Error: code: 60, message: There was an error on [chi-signoz-clickhouse-cluster-1-1:9000]: Code: 60. DB::Exception: Could not find table: time_series_v4. (UNKNOWN_TABLE) (version 24.1.2.5 (official build))
In clickhouse logs as well I see missing table errors. error logs of chi-signoz-clickhouse-cluster-0-0-0:
"message":"Code: 60. DB::Exception: Received from chi-signoz-clickhouse-cluster-1-1:9000. DB::Exception: Table signoz_metrics.samples_v4 does not exist.
"message":"Code: 60. DB::Exception: Received from chi-signoz-clickhouse-cluster-1-1:9000. DB::Exception: Table signoz_metrics.samples_v2 does not exist.

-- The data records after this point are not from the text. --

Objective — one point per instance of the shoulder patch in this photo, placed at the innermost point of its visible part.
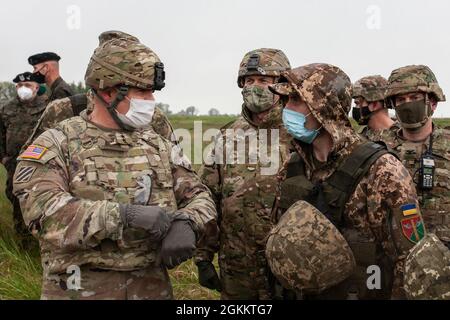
(33, 152)
(413, 228)
(24, 174)
(409, 209)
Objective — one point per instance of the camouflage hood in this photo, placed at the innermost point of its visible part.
(327, 91)
(371, 88)
(271, 120)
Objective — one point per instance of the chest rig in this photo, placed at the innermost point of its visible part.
(120, 166)
(330, 197)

Then while setting the retention on UI, it just gets stuck and in the logs of the query service I see it is not able to do GetTTL from clickhouse:
"msg":"http: panic serving 10.10.249.136:55804: runtime error: invalid memory address or nil pointer dereference\ngoroutine 684 [running]:\nnet/http.(*conn).serve.func1()\n\t/home/runner/go/pkg/mod/golang.org/toolchain@v0.0.1-go1.22.7.linux-amd64/src/net/http/server.go:1903 +0xbe\npanic({0x22593a0?, 0x4155d20?})\n\t/home/runner/go/pkg/mod/golang.org/toolchain@v0.0.1-go1.22.7.linux-amd64/src/runtime/panic.go:770 +0x132\<http://ngo.signoz.io/signoz/pkg/query-service/app/clickhouseReader.(*ClickHouseReader).GetTTL(0xc00011f688|ngo.signoz.io/signoz/pkg/query-service/app/clickhouseReader.(*ClickHouseReader).GetTTL(0xc00011f688>, {0x2f132b8, 0xc000d074a0}
I cleared the SQLite db table as well, but it is still stuck. (https://signoz.io/docs/faqs/troubleshooting/#i-am-trying-to-change-the-retention-period-of-traces-but-the-process-gets-stuck-everytime) Am I missing something wrt to the db schemas? Is anyone able to make it work with the latest helm chart appVersion=0.73.0?